Any disruption or irregularity, therefore, can be swiftly and effectively remedied, pending a Board hearing. Thus, extending to the NYRA any concurrent power to exclude licensees, even on emergency basis, would be unnecessary and superfluous.3 It is also noteworthy that the NYRA’s action here was not a temporary exclusion to meet an emergency, but was rather an attempt to permanently exclude petitioner from its tracks.

Inasmuch as the NYRA has no disciplinary power to exclude licensees, any further action against petitioner should be taken only by the Board. Therefore, the order of the Appellate Division should be affirmed in all respects.

Judges Jones, Wachtler and Fuchsberg concur with Judge Meyer; Judge Jasen concurs in part and dissents in part and votes to modify in accordance with his opinion in *252which Judge Simons concurs; Chief Judge Cooke dissents in part and votes to affirm in another opinion.

Order modified, with costs to appellant, in accordance with the opinion herein and, as so modified, affirmed.

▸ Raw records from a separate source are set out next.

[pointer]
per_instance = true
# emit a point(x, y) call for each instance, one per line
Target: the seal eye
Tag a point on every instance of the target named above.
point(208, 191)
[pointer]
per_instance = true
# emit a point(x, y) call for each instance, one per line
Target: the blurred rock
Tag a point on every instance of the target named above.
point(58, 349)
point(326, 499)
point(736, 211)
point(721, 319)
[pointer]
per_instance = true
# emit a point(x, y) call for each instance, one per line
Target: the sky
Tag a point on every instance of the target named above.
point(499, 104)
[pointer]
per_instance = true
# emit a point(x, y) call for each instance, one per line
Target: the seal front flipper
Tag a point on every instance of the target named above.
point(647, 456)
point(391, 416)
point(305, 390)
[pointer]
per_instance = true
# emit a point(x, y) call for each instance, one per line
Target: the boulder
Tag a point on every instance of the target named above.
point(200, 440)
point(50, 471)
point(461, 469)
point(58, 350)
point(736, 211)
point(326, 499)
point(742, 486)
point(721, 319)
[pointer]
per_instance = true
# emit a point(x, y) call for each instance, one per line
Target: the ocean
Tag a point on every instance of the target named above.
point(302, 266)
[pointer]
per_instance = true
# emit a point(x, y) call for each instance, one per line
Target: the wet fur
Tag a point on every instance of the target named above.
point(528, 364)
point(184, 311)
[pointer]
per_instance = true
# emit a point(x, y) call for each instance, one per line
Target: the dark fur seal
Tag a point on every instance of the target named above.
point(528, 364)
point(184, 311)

. Specifically, the Board may deny, suspend, or revoke a license “if it shall find that the applicant * * * has been convicted of a crime in any jurisdiction, or is or has been associating or consorting with any person who has or persons who have been convicted of a crime or crimes in any jurisdiction or jurisdictions, or is consorting or associating with or has consorted or associated with bookmakers, touts, or persons of similar pursuits, or has himself engaged in similar pursuits, or is financially irresponsible, or has been guilty of or attempted any fraud or misrepresentation in connection with racing, breeding or otherwise, or has violated or attempted to violate any law with respect to racing in any jurisdiction or any rule, regulation or order of the [Board], or shall have violated any rule of racing which shall have been approved or adopted by the I Board], or has been guilty of or engaged in similar, related or like practices” (L 1926, ch 440, § 9-b, subd 2, as added by L 1951, ch 324, as amd by L 1952, ch 77, § 1).

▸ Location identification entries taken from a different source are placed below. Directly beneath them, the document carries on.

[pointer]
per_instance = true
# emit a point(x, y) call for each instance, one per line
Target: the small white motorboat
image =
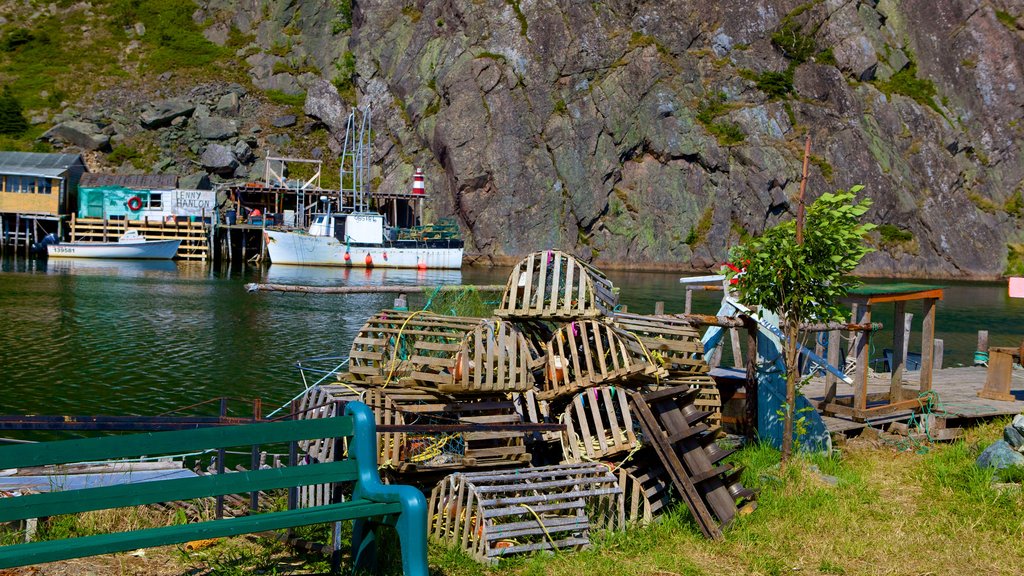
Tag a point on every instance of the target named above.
point(130, 246)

. To the extent that the regulation providing that “[ nlothing in this section shall be construed to limit any racing association or track licensee’s power to exclude or deny any individual from its grounds or privileges thereon” (9 NYCRR 4022.12), maybe construed as authorizing the NYRA to directly exclude licensees from its tracks, it constitutes an invalid delegation by the Board of its power to effect licensing decisions. Nowhere in the statutory framework governing the issuance and revocation of licenses is the Board permitted to delegate to a private racing association the power to exclude licensees. The Board’s interpretation of its statutory power as evidenced by this regulation is entitled to no deference (see Kurcsics v Merchants Mut. Ins. Co., 49 NY2d 451, 459). Moreover, as discussed below, inasmuch as the power to exclude is tantamount to the power to effect licensing decisions, the Board cannot under the State Constitution delegate the power to exclude (see Matter of Fink v Cole, 302 NY 216, 224-225).

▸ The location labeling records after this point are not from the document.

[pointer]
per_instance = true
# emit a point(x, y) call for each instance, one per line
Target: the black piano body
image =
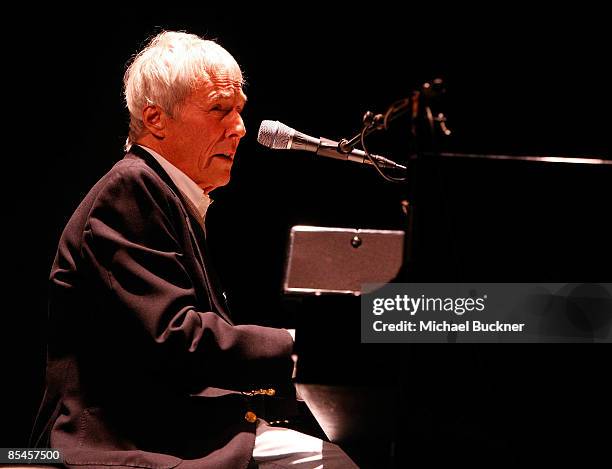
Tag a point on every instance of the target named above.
point(474, 219)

. Similarly, there is no need to fashion a broad emergency power to be invoked by the NYRA to meet those situations when no Board steward is present at the track. The Board has provided that one of its representatives shall be responsible for track activities at all times. Its regulations state that “Idluring the absence or inability to act of an official steward of the [Board] * * * the powers and duties of such steward shall be exercised and performed * * * by a member of the [Board] designated by the [Board 1 for that purpose” (9 NYCRR 4022.5). Thus, in the event that an infraction by a licensee arises or comes to the NYRA’s attention when no Board steward is present or able to act, a member of the Board shall act in his or her stead. Moreover, if no steward is present because no races are being held, it is almost certain that there would be no emergency.